Bardzo fajna i przydatna rzecz, swego czasu miałem podobną mini ściągawkę w formie kartki A4 spoczywającej zawsze pod klawiaturą, niestety źródło przepadło gdzieś w odmętach czasu...

----------

## Pryka

nie lepiej przypiąć temat? Tak to zaraz przepadnie pod innymi

----------

## Poe

narazie przykleiłem, potem dodam to jeszcze do FAQ.

----------

## lazy_bum

Ja bym proponował dodać i/lub ruszyć jeszcze to.

----------

## Poe

ok, zrobie cos z w/w w weekend.

----------

## wierzba

Pomysł dobry  :Smile: 

Polecałbym jeszcze stworzenie posta z innymi przydatnymi linkami (np.

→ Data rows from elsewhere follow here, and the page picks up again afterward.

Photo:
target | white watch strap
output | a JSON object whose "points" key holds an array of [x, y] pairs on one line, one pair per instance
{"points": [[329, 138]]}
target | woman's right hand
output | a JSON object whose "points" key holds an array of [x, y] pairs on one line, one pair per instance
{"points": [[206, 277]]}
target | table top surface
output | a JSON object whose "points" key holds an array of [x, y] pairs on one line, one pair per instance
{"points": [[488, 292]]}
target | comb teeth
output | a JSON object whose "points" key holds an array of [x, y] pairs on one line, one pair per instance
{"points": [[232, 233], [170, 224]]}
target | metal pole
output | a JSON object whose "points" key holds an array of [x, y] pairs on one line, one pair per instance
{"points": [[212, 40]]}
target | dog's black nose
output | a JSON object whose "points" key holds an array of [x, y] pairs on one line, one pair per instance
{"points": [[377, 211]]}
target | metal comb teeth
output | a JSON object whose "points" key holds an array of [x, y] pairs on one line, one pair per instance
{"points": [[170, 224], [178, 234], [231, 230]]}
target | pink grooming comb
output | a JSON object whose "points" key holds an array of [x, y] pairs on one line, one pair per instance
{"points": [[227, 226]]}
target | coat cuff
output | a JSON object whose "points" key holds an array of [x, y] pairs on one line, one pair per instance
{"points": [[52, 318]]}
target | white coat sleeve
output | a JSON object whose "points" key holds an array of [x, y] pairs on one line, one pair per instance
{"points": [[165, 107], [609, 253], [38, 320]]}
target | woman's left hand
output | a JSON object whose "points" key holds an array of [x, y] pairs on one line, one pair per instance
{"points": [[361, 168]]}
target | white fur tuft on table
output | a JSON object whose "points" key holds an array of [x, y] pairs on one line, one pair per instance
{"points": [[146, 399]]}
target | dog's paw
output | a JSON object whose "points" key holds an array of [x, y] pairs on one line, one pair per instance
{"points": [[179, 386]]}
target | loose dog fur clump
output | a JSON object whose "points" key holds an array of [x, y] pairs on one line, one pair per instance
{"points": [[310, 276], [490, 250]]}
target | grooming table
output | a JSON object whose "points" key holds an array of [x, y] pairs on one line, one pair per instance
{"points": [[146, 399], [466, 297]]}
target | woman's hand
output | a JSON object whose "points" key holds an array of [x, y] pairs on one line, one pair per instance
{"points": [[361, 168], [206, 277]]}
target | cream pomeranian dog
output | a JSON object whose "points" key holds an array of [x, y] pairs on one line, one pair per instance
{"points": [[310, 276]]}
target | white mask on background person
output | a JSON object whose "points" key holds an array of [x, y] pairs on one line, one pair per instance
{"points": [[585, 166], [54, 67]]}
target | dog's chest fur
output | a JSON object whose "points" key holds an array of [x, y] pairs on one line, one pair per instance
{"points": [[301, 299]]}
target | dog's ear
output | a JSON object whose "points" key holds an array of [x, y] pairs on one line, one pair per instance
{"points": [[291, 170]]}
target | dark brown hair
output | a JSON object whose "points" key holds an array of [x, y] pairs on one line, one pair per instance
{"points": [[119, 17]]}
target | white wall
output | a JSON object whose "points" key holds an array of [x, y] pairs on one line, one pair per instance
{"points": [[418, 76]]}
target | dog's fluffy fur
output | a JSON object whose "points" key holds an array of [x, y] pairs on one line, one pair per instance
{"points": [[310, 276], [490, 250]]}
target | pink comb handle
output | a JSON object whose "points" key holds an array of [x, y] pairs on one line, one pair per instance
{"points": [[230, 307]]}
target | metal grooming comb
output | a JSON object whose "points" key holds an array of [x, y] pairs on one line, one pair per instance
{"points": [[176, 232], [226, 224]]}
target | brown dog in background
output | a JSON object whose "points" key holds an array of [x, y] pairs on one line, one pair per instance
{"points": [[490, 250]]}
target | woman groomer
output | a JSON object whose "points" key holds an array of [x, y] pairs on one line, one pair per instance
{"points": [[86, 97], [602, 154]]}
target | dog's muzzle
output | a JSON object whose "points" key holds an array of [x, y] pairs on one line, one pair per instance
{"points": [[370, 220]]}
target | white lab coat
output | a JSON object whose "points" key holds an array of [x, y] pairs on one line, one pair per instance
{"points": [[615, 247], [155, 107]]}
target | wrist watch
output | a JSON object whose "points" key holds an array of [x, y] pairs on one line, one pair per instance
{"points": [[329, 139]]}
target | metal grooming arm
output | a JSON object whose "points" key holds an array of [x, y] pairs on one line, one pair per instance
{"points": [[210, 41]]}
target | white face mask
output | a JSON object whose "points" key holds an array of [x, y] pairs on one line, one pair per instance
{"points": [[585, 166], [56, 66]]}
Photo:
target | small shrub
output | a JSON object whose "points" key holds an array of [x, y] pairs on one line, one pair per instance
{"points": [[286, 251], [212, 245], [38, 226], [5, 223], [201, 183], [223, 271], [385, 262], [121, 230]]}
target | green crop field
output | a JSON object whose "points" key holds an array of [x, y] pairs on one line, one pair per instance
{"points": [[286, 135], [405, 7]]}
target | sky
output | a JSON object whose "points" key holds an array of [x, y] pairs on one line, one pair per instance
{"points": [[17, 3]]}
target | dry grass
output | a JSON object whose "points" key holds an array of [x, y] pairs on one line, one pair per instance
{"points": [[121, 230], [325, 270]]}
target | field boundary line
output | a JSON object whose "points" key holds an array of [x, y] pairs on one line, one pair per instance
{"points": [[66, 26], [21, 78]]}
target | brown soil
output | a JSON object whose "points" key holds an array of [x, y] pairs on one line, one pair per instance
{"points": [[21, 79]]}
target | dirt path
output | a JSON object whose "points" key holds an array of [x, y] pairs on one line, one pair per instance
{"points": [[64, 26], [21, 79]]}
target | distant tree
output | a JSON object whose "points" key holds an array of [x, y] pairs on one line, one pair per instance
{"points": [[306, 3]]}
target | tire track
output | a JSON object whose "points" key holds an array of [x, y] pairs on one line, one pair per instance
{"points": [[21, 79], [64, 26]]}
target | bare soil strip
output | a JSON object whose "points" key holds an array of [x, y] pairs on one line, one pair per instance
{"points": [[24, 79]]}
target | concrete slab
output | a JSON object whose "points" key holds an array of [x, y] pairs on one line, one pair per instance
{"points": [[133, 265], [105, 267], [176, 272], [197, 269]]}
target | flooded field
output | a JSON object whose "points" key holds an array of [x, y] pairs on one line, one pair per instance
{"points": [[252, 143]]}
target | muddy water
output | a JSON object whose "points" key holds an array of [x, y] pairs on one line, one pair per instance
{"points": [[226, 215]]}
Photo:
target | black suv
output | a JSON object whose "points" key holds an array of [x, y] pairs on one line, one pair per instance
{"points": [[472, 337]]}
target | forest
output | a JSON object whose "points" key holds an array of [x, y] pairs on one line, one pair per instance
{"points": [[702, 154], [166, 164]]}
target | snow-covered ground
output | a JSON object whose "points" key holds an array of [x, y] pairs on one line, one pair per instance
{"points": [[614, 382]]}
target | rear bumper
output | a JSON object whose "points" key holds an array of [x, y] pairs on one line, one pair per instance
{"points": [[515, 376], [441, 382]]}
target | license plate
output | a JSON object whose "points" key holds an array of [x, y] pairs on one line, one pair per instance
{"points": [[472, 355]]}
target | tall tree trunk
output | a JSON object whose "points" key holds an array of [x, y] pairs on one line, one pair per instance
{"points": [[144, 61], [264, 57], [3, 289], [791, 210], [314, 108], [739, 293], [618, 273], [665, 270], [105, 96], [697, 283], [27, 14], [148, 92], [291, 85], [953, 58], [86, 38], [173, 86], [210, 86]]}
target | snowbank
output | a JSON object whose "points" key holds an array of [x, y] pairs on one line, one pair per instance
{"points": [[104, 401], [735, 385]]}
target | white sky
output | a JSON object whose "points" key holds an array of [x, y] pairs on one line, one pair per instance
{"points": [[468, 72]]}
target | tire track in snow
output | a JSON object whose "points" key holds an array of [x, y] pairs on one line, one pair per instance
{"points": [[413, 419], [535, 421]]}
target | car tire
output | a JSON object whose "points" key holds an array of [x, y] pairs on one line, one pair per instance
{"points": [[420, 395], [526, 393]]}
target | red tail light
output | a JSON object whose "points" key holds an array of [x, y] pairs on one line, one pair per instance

Unix Commands, link do jakiś podstawowych how-to i podstawowych informacji na temat *nix). 

Swoją drogą każda taka stronka wnosi coś nowego... można czasami zobaczyć jak coś zrobić na inny sposób.

----------

## v7n

http://tnerual.eriogerg.free.fr/vim.html

----------

## eellvveenn

 *sebas86 wrote:*   

> swego czasu miałem podobną mini ściągawkę w formie kartki A4 spoczywającej zawsze pod klawiaturą,

 

HEHEHE,ciężko to -> http://cb.vu/unixtoolbox.xhtml zmieścić na kartce a4,aż tak dobrego wzroku nie mam  :Smile:  . 

BTW dzięki za tego linka,ponieważ jestem początkujący i będzie mi to baaarrrrdzo potrzebne.

Ile czasu spędzę nad gentoo zanim opanuję podstawy nie wiem ,ale jest to nie lada wyzwanie. 

Problemem jest ostrzeżenie od administratora aby nie zadawać głupich pytań,będę musiał się 3 razy zastanowić zanim o coś zapytam,haha.

Tak nawiasem mówiąc mam modemik rodem z chin tj. ZTE ZXDSL 852 od ukochanej TP S.A. ... Proszę powiedzcie że da się to podłączyć na gentoo

----------

## Belliash

bedzie dzialal

----------

## sebas86

 *eellvveenn wrote:*   

> HEHEHE,ciężko to -> http://cb.vu/unixtoolbox.xhtml zmieścić na kartce a4,aż tak dobrego wzroku nie mam 

 

Dokładnie to myślałem o tym: The One Page Linux Manual.   :Rolling Eyes: 

----------

## eellvveenn

Przyda się na początek, choć pewnie będę uciekał się do bardziej szczegółowej ściągawki - jestem na początku unixowej przygody. 

Mam nadzieję ,że uda mi się zainstalować gentoo,  potem będę się martwić konfiguracją --> (nic tak nie mobilizuje jak poważny i wymagający system,poprostu chcę się nauczyć)

Message from Poe:

Reszta postu wycięta do nowego tematu - https://forums.gentoo.org/viewtopic-p-5653184.html#5653184  

----------